I had the intriguing experience recently of reading a children's book--not a picture book, a middle grade chapter book--that my husband had just read. He doesn't usually read all the YA and kids' stuff that I do--except the picture books we read to the baby, of course.

Anyway, it was a book that he had found at the library because he remembered it from childhood--The Toothpaste Millionaire, by Jean Merrill. It's about a kid who realizes that toothpaste costs too much, and that you can make it at home for about two cents a tube. So he makes it, and sells it, and everyone buys it, and the operation grows till he's running a big company.
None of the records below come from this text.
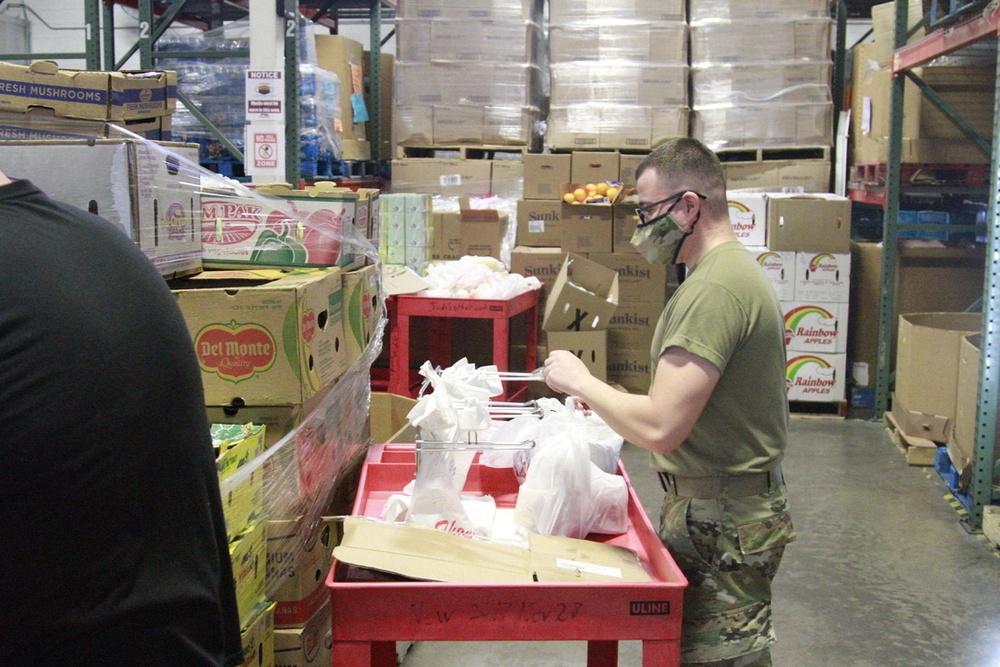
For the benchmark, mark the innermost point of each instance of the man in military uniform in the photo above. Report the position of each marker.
(716, 415)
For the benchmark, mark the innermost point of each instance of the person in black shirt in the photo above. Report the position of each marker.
(114, 548)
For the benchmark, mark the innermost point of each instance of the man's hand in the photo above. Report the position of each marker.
(564, 372)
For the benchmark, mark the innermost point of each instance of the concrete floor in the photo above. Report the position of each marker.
(883, 573)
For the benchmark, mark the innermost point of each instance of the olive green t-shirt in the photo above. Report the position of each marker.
(726, 312)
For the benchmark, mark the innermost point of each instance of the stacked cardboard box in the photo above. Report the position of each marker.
(761, 74)
(928, 135)
(803, 244)
(617, 83)
(468, 75)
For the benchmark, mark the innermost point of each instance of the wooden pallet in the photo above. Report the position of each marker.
(460, 151)
(918, 451)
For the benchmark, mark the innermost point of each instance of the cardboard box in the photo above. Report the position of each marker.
(591, 347)
(623, 223)
(425, 553)
(823, 276)
(586, 228)
(388, 418)
(816, 377)
(812, 326)
(279, 420)
(345, 57)
(778, 175)
(779, 265)
(638, 280)
(248, 553)
(542, 263)
(235, 446)
(145, 189)
(247, 232)
(298, 559)
(539, 222)
(927, 361)
(810, 223)
(265, 337)
(92, 95)
(258, 639)
(633, 324)
(630, 368)
(594, 166)
(544, 174)
(920, 271)
(482, 232)
(307, 646)
(962, 440)
(583, 298)
(448, 178)
(748, 215)
(361, 310)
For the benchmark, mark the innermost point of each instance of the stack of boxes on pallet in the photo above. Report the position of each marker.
(468, 74)
(803, 244)
(619, 74)
(760, 74)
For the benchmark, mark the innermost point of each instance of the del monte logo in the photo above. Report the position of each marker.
(234, 351)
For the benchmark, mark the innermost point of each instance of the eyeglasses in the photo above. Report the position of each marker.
(643, 211)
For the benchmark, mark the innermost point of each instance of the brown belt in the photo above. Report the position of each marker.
(731, 486)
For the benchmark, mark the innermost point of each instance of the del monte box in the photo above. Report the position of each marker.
(265, 337)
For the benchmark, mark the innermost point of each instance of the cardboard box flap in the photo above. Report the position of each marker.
(424, 553)
(428, 554)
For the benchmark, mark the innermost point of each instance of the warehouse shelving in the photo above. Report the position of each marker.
(155, 16)
(970, 23)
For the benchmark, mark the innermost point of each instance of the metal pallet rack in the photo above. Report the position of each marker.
(155, 16)
(92, 48)
(965, 25)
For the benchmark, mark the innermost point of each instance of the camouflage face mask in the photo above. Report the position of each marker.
(660, 239)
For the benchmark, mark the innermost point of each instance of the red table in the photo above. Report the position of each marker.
(368, 617)
(441, 311)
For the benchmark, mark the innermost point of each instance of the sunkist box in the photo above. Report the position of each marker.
(591, 347)
(815, 327)
(250, 232)
(584, 296)
(150, 191)
(815, 376)
(748, 216)
(265, 337)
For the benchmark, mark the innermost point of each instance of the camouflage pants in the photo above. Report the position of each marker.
(729, 549)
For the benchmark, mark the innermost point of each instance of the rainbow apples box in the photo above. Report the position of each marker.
(265, 337)
(779, 265)
(816, 377)
(748, 216)
(823, 276)
(247, 232)
(815, 326)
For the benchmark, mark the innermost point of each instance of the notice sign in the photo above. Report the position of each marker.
(265, 95)
(264, 153)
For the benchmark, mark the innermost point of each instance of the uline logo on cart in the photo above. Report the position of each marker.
(233, 351)
(649, 608)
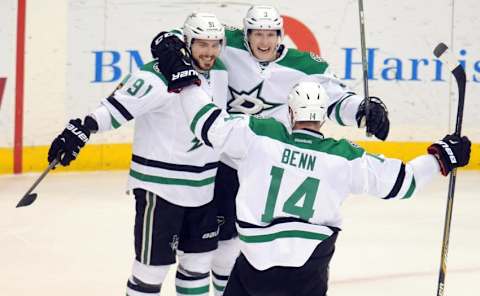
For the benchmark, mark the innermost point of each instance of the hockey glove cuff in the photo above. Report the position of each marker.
(67, 145)
(451, 152)
(174, 61)
(377, 121)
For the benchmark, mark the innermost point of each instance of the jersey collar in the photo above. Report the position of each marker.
(310, 132)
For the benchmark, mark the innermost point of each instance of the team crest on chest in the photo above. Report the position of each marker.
(249, 102)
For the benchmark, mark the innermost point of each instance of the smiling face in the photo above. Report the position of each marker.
(263, 44)
(205, 52)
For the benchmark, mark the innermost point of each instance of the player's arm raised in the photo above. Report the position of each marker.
(390, 178)
(137, 94)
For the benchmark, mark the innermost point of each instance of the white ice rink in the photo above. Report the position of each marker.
(77, 239)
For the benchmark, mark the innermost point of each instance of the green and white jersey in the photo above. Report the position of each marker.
(258, 89)
(293, 184)
(167, 158)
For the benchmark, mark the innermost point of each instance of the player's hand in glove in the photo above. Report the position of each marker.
(451, 152)
(377, 120)
(67, 145)
(174, 61)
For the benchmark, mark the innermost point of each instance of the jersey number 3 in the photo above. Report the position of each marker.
(306, 191)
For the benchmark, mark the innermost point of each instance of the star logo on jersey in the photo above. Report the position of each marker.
(249, 102)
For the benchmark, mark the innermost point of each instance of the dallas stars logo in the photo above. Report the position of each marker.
(249, 102)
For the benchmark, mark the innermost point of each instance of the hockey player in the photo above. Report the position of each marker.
(292, 185)
(262, 71)
(172, 173)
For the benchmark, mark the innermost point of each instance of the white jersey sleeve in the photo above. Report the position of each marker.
(137, 94)
(390, 178)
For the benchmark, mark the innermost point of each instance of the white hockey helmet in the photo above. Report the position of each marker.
(201, 25)
(262, 17)
(308, 102)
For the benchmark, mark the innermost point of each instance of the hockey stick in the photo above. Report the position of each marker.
(458, 72)
(364, 60)
(30, 197)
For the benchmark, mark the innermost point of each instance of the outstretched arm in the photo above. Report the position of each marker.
(229, 134)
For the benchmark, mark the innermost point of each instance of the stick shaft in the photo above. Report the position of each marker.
(45, 172)
(460, 77)
(363, 49)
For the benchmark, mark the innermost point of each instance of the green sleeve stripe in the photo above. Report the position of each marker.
(199, 114)
(218, 287)
(282, 234)
(193, 291)
(411, 189)
(337, 112)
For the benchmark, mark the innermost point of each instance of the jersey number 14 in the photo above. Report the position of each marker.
(307, 191)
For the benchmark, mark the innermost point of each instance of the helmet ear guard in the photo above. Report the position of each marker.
(308, 102)
(262, 17)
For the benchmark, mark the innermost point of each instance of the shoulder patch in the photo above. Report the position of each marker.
(317, 58)
(219, 65)
(153, 68)
(235, 37)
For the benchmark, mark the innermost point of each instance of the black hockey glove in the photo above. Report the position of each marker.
(377, 120)
(174, 61)
(67, 145)
(451, 152)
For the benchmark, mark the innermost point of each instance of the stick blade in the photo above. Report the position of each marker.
(440, 49)
(27, 200)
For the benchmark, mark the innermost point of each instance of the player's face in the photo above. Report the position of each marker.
(204, 52)
(263, 44)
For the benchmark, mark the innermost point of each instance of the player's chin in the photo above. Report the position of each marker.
(264, 55)
(205, 66)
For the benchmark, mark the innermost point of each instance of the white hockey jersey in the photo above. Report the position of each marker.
(293, 184)
(263, 89)
(167, 158)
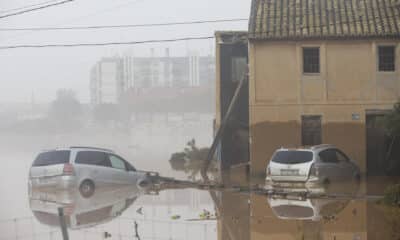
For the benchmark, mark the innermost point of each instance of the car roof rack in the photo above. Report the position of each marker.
(95, 148)
(322, 146)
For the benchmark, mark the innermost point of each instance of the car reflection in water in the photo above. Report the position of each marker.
(80, 212)
(306, 209)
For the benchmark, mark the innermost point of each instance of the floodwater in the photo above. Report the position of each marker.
(351, 211)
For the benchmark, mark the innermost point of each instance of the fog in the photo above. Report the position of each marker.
(42, 71)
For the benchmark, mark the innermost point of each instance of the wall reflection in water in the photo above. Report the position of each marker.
(350, 214)
(254, 215)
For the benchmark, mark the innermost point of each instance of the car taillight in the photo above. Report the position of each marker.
(68, 169)
(313, 171)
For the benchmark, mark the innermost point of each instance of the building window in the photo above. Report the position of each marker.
(386, 58)
(311, 60)
(311, 130)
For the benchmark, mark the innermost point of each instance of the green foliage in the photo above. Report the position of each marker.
(392, 195)
(392, 121)
(191, 160)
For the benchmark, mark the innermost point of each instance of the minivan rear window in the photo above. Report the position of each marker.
(292, 157)
(52, 158)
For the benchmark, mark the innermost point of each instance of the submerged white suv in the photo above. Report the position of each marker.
(82, 167)
(319, 164)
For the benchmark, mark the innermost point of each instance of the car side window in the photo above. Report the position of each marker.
(117, 162)
(130, 167)
(328, 156)
(92, 158)
(341, 156)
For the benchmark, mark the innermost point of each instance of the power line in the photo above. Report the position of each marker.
(105, 43)
(35, 9)
(124, 26)
(27, 6)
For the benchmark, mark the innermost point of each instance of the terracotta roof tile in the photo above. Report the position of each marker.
(319, 19)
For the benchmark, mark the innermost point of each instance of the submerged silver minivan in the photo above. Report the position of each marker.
(319, 164)
(82, 167)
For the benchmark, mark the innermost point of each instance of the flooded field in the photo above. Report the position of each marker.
(239, 209)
It was kind of awesome. It was a little clunky, with a lot of math, and the story kind of goes off the rails at the end as he begins running other toothpaste companies out of business, but in general, most of the story is just about how hard work and a good business head will get you far in this world. It's a big how-to book, and there's nothing as much fun as a story full of how-to.

Mike, on the other hand, put it down halfway through. He found it boring. I asked, "Well, did you get to the part where his friend goes to an auction and buys 50 gross of empty tubes, but she doesn't know how much a gross in and thinks she has 50 dozen instead of like 7000 and they have to find a machine to fill them?"

Yes. Yes, he did.

"How could you put it down there? That's the most exciting bit!"

Apparently, books written for 10-year-olds are an acquired taste. If you love them, though, this book is kind of fun.